A connector for reading and writing data between Apache Spark and OpenSearch. It enables Spark jobs to directly index data into OpenSearch and run queries against it, with parallel reads and writes across Spark partitions and OpenSearch shards for efficient distributed processing.
Also supports Apache Hive and Hadoop Map/Reduce. Works with any OpenSearch cluster accessible via REST, including Amazon OpenSearch Service and Amazon OpenSearch Serverless.
Use cases:
- Index large datasets from Spark ETL pipelines into OpenSearch
- Query OpenSearch from Spark for analytics, reporting, and machine learning
- Build search-powered applications backed by Spark data pipelines
- Bridge your data lake or lakehouse with search and analytics on OpenSearch
Write a Spark DataFrame to OpenSearch and read it back, using PySpark:
pyspark --packages org.opensearch.client:opensearch-spark-30_2.12:2.0.0 \
--conf spark.opensearch.nodes=localhost \
--conf spark.opensearch.nodes.wan.only=true# Write
df = spark.createDataFrame([("hello", 1), ("world", 2)], ["name", "value"])

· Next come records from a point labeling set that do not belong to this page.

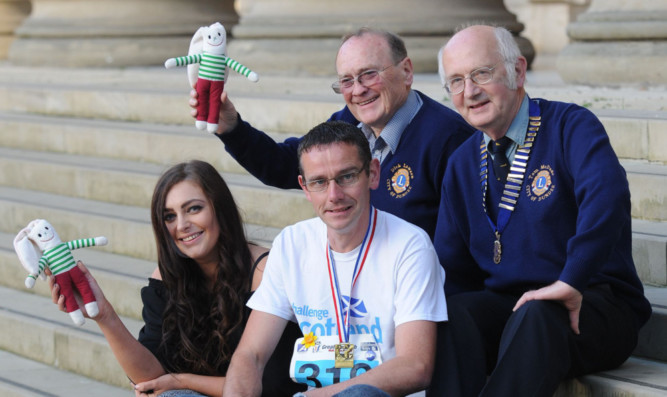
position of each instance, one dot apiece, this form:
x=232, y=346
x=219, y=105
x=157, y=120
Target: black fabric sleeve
x=154, y=298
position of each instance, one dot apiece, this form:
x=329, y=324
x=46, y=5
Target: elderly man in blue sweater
x=534, y=233
x=411, y=134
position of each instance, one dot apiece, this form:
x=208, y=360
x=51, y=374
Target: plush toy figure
x=38, y=246
x=207, y=62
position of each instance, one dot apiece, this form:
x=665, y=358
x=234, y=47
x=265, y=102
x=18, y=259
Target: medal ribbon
x=343, y=322
x=515, y=178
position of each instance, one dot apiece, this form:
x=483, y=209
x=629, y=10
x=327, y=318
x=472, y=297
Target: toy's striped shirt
x=59, y=258
x=212, y=67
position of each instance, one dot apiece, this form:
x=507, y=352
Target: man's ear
x=408, y=71
x=521, y=66
x=302, y=183
x=374, y=174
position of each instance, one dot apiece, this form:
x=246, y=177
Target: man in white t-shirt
x=365, y=287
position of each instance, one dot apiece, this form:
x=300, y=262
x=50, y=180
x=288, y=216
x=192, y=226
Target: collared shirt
x=517, y=130
x=392, y=132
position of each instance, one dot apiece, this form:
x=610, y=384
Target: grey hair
x=508, y=50
x=395, y=43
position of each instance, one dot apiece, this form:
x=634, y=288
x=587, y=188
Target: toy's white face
x=44, y=235
x=215, y=39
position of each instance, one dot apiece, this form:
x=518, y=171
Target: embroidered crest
x=540, y=184
x=400, y=183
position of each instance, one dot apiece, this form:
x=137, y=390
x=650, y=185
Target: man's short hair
x=395, y=43
x=507, y=48
x=331, y=132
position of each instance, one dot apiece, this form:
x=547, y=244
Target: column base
x=613, y=63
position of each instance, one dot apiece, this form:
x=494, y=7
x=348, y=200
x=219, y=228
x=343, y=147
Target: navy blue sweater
x=575, y=226
x=410, y=179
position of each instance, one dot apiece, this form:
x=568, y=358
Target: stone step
x=127, y=227
x=635, y=378
x=131, y=141
x=636, y=120
x=653, y=335
x=132, y=183
x=35, y=329
x=649, y=251
x=120, y=277
x=128, y=99
x=648, y=189
x=20, y=377
x=111, y=180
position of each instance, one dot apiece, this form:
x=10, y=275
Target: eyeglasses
x=347, y=179
x=479, y=76
x=367, y=78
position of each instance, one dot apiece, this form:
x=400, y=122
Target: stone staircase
x=84, y=148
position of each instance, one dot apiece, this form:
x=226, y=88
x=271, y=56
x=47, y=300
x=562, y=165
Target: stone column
x=116, y=33
x=617, y=42
x=12, y=13
x=303, y=36
x=546, y=25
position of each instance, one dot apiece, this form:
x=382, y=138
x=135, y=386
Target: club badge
x=540, y=183
x=399, y=185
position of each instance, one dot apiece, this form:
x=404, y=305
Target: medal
x=344, y=351
x=510, y=195
x=497, y=249
x=344, y=355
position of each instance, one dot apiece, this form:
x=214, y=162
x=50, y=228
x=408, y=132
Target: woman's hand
x=102, y=303
x=159, y=385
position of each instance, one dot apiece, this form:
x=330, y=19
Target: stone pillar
x=303, y=36
x=12, y=13
x=546, y=25
x=115, y=33
x=617, y=42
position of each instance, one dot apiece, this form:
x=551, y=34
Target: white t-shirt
x=401, y=281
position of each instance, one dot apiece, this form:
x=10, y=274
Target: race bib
x=322, y=361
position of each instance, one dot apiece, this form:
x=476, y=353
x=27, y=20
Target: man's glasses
x=367, y=78
x=479, y=76
x=343, y=180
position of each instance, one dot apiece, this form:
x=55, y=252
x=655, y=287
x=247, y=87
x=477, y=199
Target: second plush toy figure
x=38, y=246
x=208, y=51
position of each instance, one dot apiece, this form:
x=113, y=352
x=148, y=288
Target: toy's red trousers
x=74, y=278
x=208, y=96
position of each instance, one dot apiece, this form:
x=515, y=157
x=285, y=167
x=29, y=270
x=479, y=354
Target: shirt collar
x=519, y=126
x=392, y=132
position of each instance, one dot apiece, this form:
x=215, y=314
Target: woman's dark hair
x=201, y=325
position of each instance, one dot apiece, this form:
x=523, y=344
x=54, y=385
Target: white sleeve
x=271, y=296
x=420, y=293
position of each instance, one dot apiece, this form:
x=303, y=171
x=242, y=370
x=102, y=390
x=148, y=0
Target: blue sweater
x=410, y=179
x=571, y=221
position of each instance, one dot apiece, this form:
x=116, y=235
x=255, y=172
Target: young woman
x=194, y=304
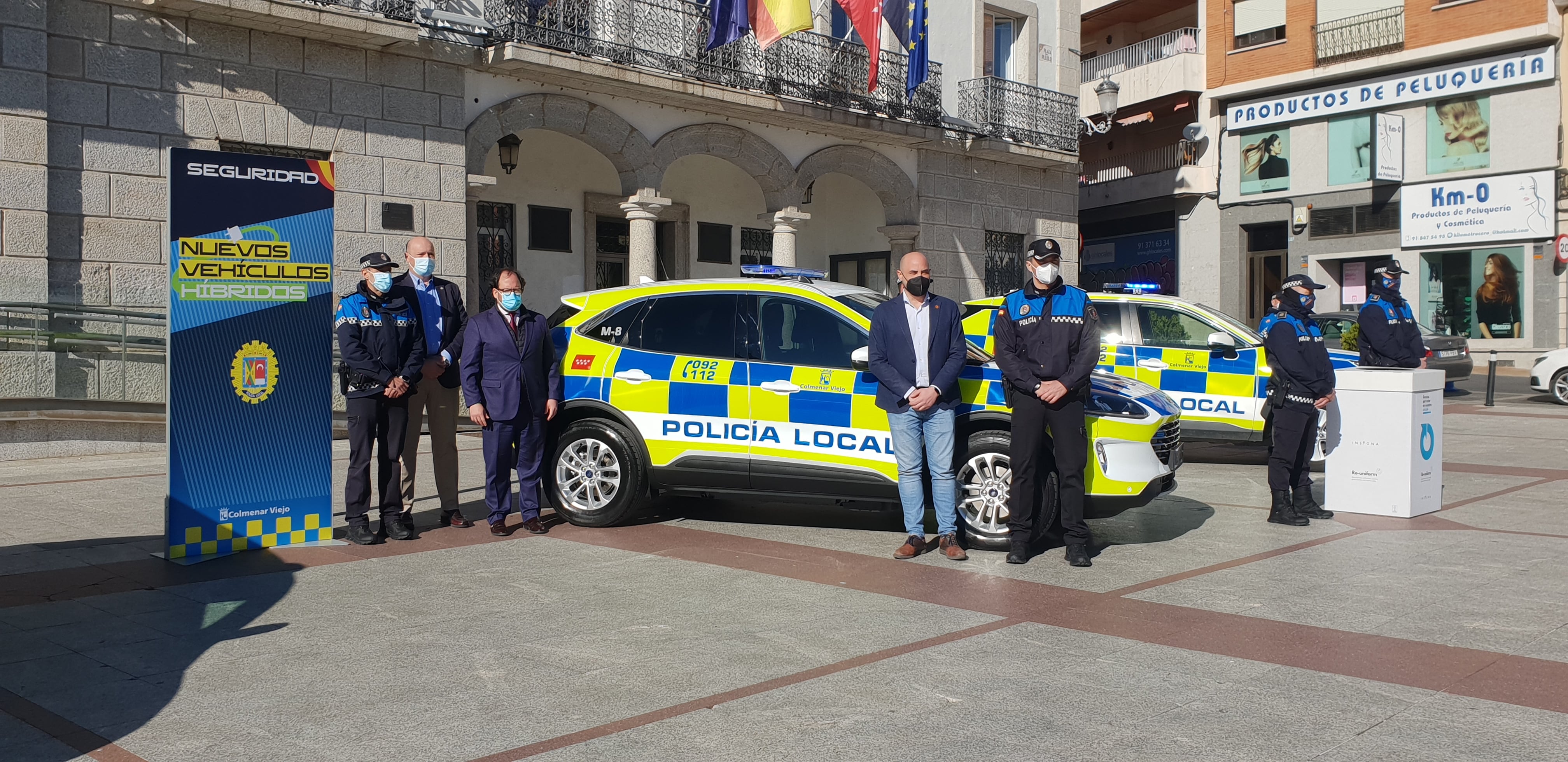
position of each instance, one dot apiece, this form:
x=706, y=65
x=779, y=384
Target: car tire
x=597, y=475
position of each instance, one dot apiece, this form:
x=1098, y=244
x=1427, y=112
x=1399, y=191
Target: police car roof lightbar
x=1130, y=288
x=783, y=272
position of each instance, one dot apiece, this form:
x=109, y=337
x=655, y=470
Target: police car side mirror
x=1222, y=344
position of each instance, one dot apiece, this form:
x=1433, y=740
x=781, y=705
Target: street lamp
x=1108, y=106
x=509, y=153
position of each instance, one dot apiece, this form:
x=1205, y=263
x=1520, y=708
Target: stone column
x=642, y=211
x=901, y=239
x=786, y=223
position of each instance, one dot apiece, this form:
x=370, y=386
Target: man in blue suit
x=513, y=386
x=916, y=353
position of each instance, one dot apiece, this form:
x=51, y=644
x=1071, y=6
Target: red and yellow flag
x=774, y=19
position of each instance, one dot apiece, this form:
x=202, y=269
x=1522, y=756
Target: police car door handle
x=632, y=377
x=780, y=386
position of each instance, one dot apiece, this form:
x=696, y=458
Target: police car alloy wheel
x=595, y=475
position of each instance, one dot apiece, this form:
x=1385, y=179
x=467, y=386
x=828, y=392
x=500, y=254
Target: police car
x=760, y=386
x=1208, y=361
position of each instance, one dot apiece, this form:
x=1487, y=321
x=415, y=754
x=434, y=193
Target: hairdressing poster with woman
x=1266, y=161
x=1459, y=134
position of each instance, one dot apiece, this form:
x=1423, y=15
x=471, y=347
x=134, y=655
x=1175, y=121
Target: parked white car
x=1550, y=375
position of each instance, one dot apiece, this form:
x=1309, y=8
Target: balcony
x=1155, y=68
x=1021, y=114
x=672, y=35
x=1360, y=37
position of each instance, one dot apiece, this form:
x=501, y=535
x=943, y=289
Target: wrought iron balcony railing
x=1021, y=114
x=1142, y=162
x=670, y=37
x=1139, y=54
x=1360, y=37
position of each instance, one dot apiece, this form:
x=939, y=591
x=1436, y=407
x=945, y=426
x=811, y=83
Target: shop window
x=1258, y=23
x=712, y=244
x=1473, y=294
x=550, y=228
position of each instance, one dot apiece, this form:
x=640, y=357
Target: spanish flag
x=774, y=19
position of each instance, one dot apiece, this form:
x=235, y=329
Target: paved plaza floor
x=733, y=631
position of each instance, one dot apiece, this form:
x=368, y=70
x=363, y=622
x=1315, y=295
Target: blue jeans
x=935, y=430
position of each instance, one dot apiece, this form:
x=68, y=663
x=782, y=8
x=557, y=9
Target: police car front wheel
x=597, y=475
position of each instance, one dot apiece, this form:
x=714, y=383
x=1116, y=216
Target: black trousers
x=375, y=424
x=1036, y=454
x=1294, y=437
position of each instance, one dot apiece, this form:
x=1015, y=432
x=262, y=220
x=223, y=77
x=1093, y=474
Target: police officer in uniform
x=1390, y=336
x=1300, y=383
x=383, y=357
x=1046, y=346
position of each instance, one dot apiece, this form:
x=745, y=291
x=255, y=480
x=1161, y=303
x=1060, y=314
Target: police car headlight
x=1114, y=405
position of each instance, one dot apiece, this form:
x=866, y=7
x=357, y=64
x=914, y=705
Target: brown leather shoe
x=910, y=548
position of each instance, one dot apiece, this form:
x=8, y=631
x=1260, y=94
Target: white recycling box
x=1385, y=443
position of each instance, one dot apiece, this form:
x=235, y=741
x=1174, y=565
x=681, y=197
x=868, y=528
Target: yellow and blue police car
x=1208, y=361
x=760, y=386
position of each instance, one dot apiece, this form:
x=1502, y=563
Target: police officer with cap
x=1300, y=383
x=1046, y=346
x=1390, y=336
x=383, y=347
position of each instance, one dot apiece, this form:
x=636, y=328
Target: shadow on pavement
x=87, y=670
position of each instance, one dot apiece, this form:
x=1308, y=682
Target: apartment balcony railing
x=1142, y=162
x=1360, y=37
x=1185, y=40
x=1021, y=114
x=670, y=37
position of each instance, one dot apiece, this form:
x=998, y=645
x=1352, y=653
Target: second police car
x=1208, y=361
x=760, y=386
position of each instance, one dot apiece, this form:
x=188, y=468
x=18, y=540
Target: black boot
x=1305, y=505
x=1282, y=512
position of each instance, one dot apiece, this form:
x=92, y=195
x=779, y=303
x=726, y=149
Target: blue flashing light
x=783, y=272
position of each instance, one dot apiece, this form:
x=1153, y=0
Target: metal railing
x=1142, y=162
x=1186, y=40
x=1023, y=114
x=38, y=331
x=1360, y=37
x=672, y=35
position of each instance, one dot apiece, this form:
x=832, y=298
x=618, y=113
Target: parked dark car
x=1446, y=353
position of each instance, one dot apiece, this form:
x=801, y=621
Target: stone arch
x=623, y=145
x=877, y=171
x=742, y=148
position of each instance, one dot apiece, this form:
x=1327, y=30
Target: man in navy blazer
x=513, y=386
x=916, y=353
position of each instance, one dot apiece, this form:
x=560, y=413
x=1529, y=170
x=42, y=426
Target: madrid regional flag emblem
x=255, y=372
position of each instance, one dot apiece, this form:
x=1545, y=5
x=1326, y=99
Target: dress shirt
x=921, y=333
x=430, y=305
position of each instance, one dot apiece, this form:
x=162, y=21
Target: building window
x=756, y=245
x=712, y=242
x=1258, y=23
x=868, y=269
x=1004, y=262
x=550, y=228
x=496, y=245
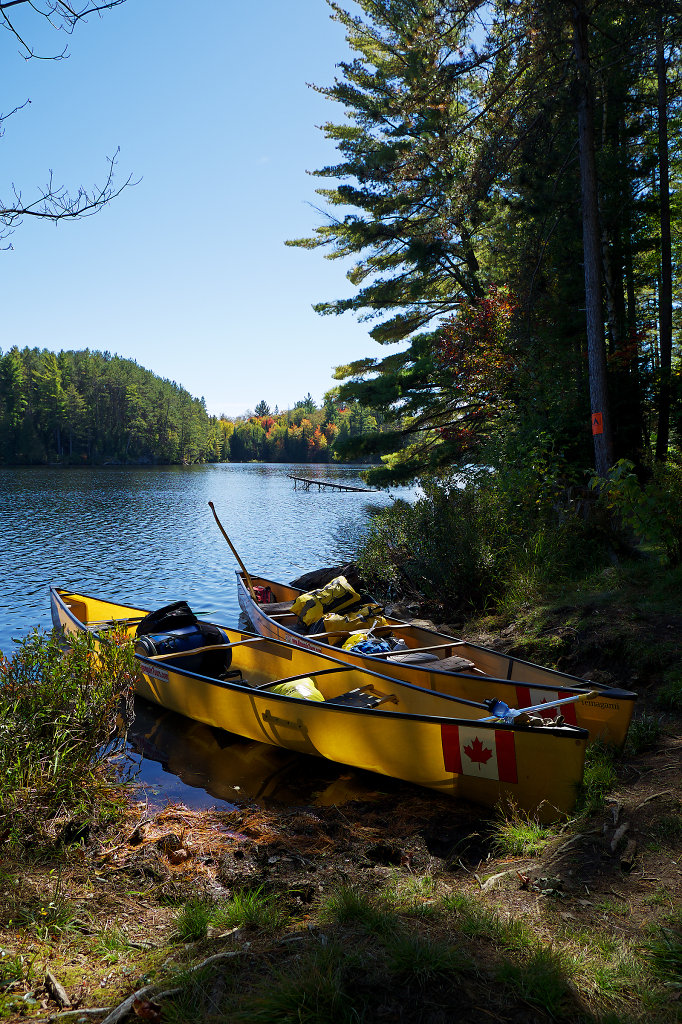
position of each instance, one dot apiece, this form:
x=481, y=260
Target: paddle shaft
x=550, y=704
x=232, y=549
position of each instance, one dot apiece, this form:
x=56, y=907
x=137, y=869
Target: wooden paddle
x=231, y=546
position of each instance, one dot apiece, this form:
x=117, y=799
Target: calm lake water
x=145, y=536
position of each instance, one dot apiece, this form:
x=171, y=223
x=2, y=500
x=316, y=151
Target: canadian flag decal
x=468, y=750
x=526, y=697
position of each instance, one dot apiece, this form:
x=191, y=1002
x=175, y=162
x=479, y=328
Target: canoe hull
x=418, y=736
x=520, y=684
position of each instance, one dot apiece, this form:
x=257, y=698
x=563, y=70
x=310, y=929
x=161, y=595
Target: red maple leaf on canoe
x=477, y=753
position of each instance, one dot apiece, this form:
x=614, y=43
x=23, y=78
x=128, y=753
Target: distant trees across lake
x=92, y=408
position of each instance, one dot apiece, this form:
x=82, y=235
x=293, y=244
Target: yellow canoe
x=458, y=668
x=366, y=720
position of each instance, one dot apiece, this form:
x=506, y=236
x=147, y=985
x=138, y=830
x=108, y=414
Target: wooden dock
x=307, y=482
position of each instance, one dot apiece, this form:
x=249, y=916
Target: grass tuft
x=421, y=962
x=516, y=834
x=250, y=907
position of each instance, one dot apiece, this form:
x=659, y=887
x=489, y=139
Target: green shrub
x=504, y=537
x=652, y=511
x=59, y=718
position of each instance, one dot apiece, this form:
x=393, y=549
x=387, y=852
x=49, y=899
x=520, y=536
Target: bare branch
x=55, y=203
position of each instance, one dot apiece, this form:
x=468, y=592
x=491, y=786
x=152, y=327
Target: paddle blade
x=499, y=709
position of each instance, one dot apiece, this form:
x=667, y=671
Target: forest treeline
x=90, y=408
x=507, y=196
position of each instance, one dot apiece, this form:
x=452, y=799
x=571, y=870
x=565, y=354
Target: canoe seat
x=454, y=665
x=415, y=657
x=356, y=698
x=275, y=607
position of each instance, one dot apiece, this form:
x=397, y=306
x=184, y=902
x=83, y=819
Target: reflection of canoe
x=457, y=668
x=365, y=720
x=232, y=769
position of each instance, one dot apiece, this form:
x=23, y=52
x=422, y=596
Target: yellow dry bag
x=334, y=597
x=298, y=688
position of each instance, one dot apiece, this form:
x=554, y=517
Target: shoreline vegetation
x=397, y=905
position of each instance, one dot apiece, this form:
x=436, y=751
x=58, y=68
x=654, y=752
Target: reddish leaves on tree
x=477, y=753
x=474, y=350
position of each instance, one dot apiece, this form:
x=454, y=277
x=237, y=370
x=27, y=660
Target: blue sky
x=186, y=272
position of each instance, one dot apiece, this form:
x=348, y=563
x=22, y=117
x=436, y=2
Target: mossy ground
x=401, y=906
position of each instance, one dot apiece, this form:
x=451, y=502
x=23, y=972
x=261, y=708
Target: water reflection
x=203, y=767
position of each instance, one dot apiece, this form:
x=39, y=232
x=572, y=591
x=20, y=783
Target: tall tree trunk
x=601, y=426
x=666, y=294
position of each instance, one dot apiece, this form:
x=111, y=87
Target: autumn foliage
x=474, y=351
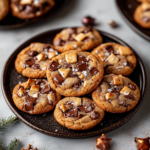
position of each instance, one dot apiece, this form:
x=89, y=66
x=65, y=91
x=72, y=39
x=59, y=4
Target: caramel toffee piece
x=27, y=9
x=82, y=38
x=78, y=113
x=32, y=61
x=115, y=58
x=116, y=94
x=35, y=96
x=74, y=73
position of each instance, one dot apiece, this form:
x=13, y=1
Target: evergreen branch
x=13, y=144
x=5, y=123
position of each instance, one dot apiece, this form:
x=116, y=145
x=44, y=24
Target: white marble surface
x=103, y=11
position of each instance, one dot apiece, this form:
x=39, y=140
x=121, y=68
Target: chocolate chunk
x=103, y=143
x=88, y=29
x=72, y=30
x=127, y=63
x=82, y=59
x=109, y=49
x=93, y=71
x=58, y=79
x=86, y=108
x=29, y=62
x=88, y=21
x=67, y=65
x=54, y=66
x=94, y=115
x=130, y=96
x=146, y=19
x=132, y=86
x=142, y=144
x=82, y=66
x=35, y=66
x=77, y=85
x=86, y=39
x=30, y=101
x=115, y=90
x=59, y=42
x=46, y=89
x=32, y=53
x=80, y=116
x=72, y=112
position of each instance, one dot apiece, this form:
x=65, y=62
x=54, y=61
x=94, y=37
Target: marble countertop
x=102, y=11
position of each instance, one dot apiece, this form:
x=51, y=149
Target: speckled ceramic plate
x=46, y=123
x=127, y=8
x=14, y=22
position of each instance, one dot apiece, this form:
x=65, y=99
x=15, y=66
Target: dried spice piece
x=103, y=143
x=142, y=144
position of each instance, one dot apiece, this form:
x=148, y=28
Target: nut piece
x=64, y=107
x=77, y=102
x=71, y=58
x=35, y=87
x=64, y=72
x=41, y=57
x=126, y=91
x=117, y=80
x=81, y=76
x=79, y=37
x=25, y=2
x=125, y=50
x=29, y=83
x=21, y=92
x=112, y=59
x=110, y=96
x=51, y=97
x=51, y=55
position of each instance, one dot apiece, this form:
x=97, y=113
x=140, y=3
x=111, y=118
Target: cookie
x=4, y=9
x=74, y=73
x=33, y=60
x=35, y=96
x=27, y=9
x=78, y=113
x=142, y=14
x=116, y=94
x=82, y=38
x=115, y=58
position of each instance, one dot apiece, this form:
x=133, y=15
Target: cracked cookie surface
x=74, y=73
x=33, y=60
x=116, y=94
x=142, y=14
x=78, y=113
x=35, y=96
x=82, y=38
x=115, y=58
x=4, y=8
x=27, y=9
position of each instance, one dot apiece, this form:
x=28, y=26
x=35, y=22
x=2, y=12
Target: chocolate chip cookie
x=34, y=59
x=78, y=113
x=142, y=14
x=116, y=94
x=83, y=38
x=74, y=73
x=27, y=9
x=4, y=8
x=35, y=96
x=116, y=58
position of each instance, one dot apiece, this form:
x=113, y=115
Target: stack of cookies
x=73, y=73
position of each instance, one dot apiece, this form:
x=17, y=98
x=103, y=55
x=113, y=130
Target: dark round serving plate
x=14, y=22
x=127, y=8
x=46, y=123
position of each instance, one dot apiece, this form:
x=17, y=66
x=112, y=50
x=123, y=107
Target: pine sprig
x=4, y=124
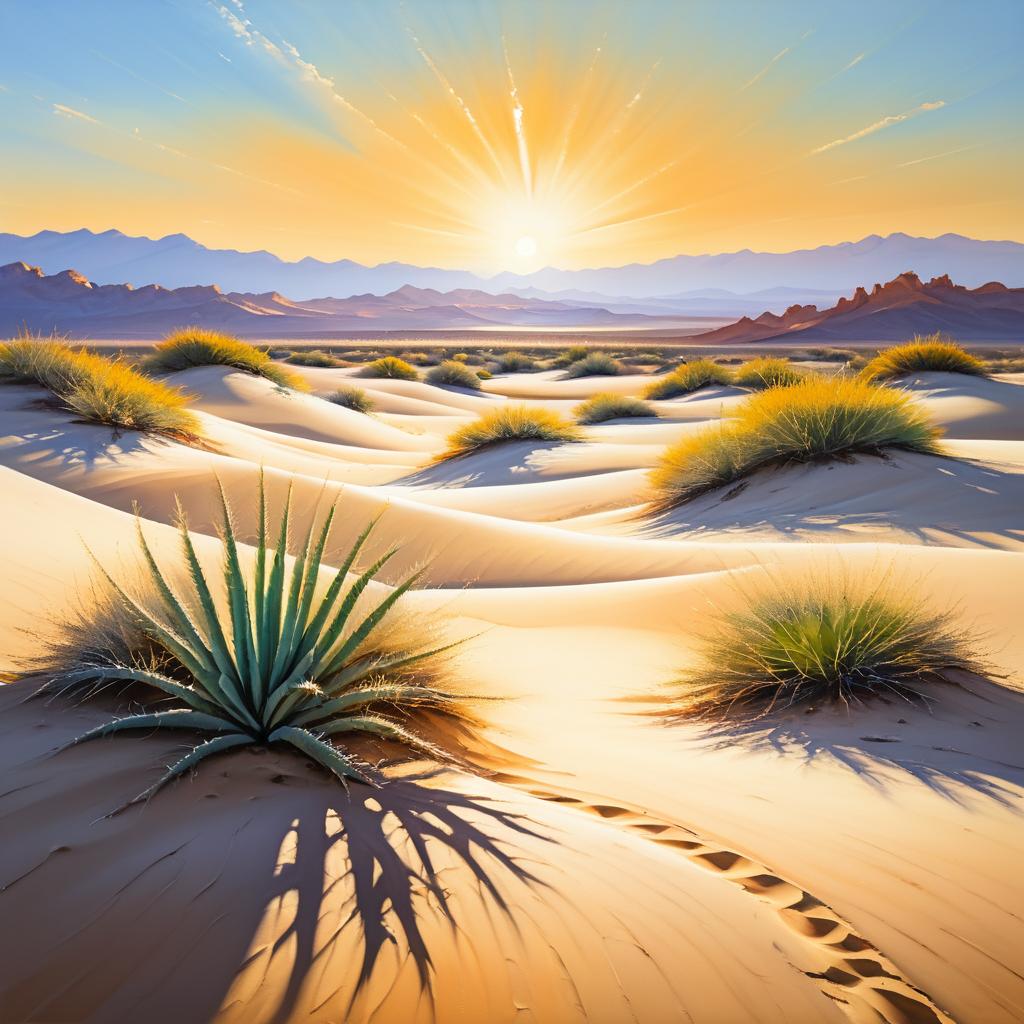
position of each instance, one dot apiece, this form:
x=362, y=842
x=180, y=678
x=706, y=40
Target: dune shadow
x=492, y=466
x=773, y=499
x=389, y=840
x=949, y=771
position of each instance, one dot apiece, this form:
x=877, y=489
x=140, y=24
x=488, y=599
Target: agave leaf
x=179, y=615
x=332, y=633
x=313, y=629
x=193, y=758
x=371, y=694
x=176, y=718
x=325, y=754
x=217, y=644
x=245, y=651
x=386, y=728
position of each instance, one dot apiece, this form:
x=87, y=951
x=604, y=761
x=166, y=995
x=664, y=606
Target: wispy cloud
x=886, y=122
x=71, y=113
x=939, y=156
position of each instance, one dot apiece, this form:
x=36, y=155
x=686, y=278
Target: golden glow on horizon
x=524, y=152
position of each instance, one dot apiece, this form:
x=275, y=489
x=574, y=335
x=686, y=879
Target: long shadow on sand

df.write.format("opensearch").save("my-index")
# Read
result = spark.read.format("opensearch").load("my-index")
result.show()For Scala, Java, Spark SQL, RDD, and more examples, see the User Guide. For Amazon OpenSearch Service and OpenSearch Serverless, see the User Guide.
Choose the artifact that matches your Spark and Scala version:
| Spark Version | Scala Version | Artifact |
|---|---|---|
| 3.4.x | 2.12 | org.opensearch.client:opensearch-spark-30_2.12:2.0.0 |
| 3.4.x | 2.13 | org.opensearch.client:opensearch-spark-30_2.13:2.0.0 |
| 3.5.x | 2.12 | org.opensearch.client:opensearch-spark-35_2.12:2.0.0 |
| 3.5.x | 2.13 | org.opensearch.client:opensearch-spark-35_2.13:2.0.0 |
| 4.x | 2.13 | org.opensearch.client:opensearch-spark-40_2.13:2.0.0 |
For Map/Reduce and Hive, see org.opensearch.client:opensearch-hadoop-mr and org.opensearch.client:opensearch-hadoop-hive on Maven Central.
- OpenSearch 1.x or later (including Amazon OpenSearch Service and Serverless)
- Java 11 or later at runtime
- Java 21 to build from source
- For SigV4 IAM authentication, additional AWS SDK dependencies are required. See the User Guide.
See COMPATIBILITY.md.
OpenSearch Hadoop uses Gradle for its build system. JDK 21 is required.
./gradlew build # build and run unit tests
./gradlew integrationTests # run integration tests
./gradlew distZip # create distributable zip- User Guide — usage examples for Spark, Hive, and Map/Reduce
- Compatibility — supported versions of OpenSearch, Spark, and Scala
- Contributing
- Changelog
This project is licensed under the Apache License, Version 2.0.